I sat quietly and watched as the groundhog — I thought of it as a he, although I don’t know, could have been a she — made its way through the fence gate and waddled across the concrete toward me. He was walking at an unhurried pace. I expected him to become startled and scurry away, but suddenly, from about six feet away, he looked up and saw me. He paused for a second and then unhurriedly continued walking, under my chair and through the outer fence gate toward the garage.
I was bemused. How harmless am I? I don’t even fluster a ground hog!
It occurred to me that I now had another pet. How could I hurt him after that little display of indifference? He was so darn cute.

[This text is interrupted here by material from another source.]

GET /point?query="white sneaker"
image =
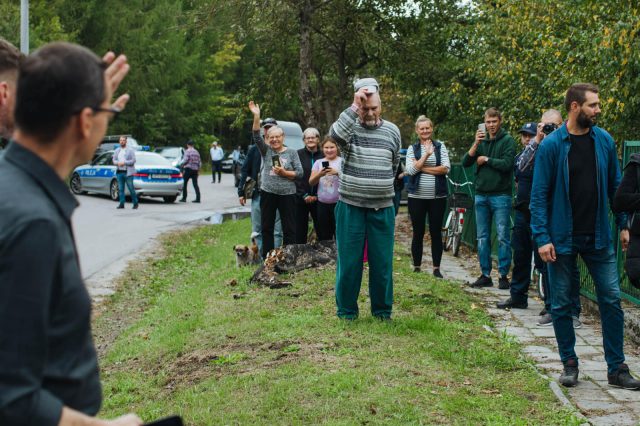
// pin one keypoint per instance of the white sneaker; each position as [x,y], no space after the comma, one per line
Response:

I read that these animals can eat up to a pound of vegetation per day. That would explain all the tomatoes we have lost through the years, half eaten whether green or ripening on the vine.
I guess I could trap him — or her — and relocate the critter. But where? It would have to be a good ways away and I doubt that rural property owners want anymore ground hogs than they already have.
A couple of years ago I found an injured groundhog struggling alongside the street behind my house. I called the wildlife rescue lady and she came and got him. Unfortunately she died in a tragic accident and isn’t around anymore to provide help for endangered wildlife.
I read that red foxes are groundhog predators and I have seen a few foxes crossing South Belt East near Walnut Hill Cemetery, not too far away. But I’m not counting on them.
I don’t have any garden this year for the groundhog to eat and I’m pretty sure Purina doesn’t produce a groundhog chow. I guess it can do pretty well on the watermelon rinds I throw on the compost pile. At least something cleans out the insides of those things. I’m not buying vegetables to throw out for it. I do have my limits.
I haven’t seen him again this week but sometimes I see an animal hustling to run under the garage door when I pull in the driveway. That mostly likely is my guy.
I think I’ll call him Rodney. He seems like a youngster and not to wish him bad luck or anything, but I hope he doesn’t find a mate.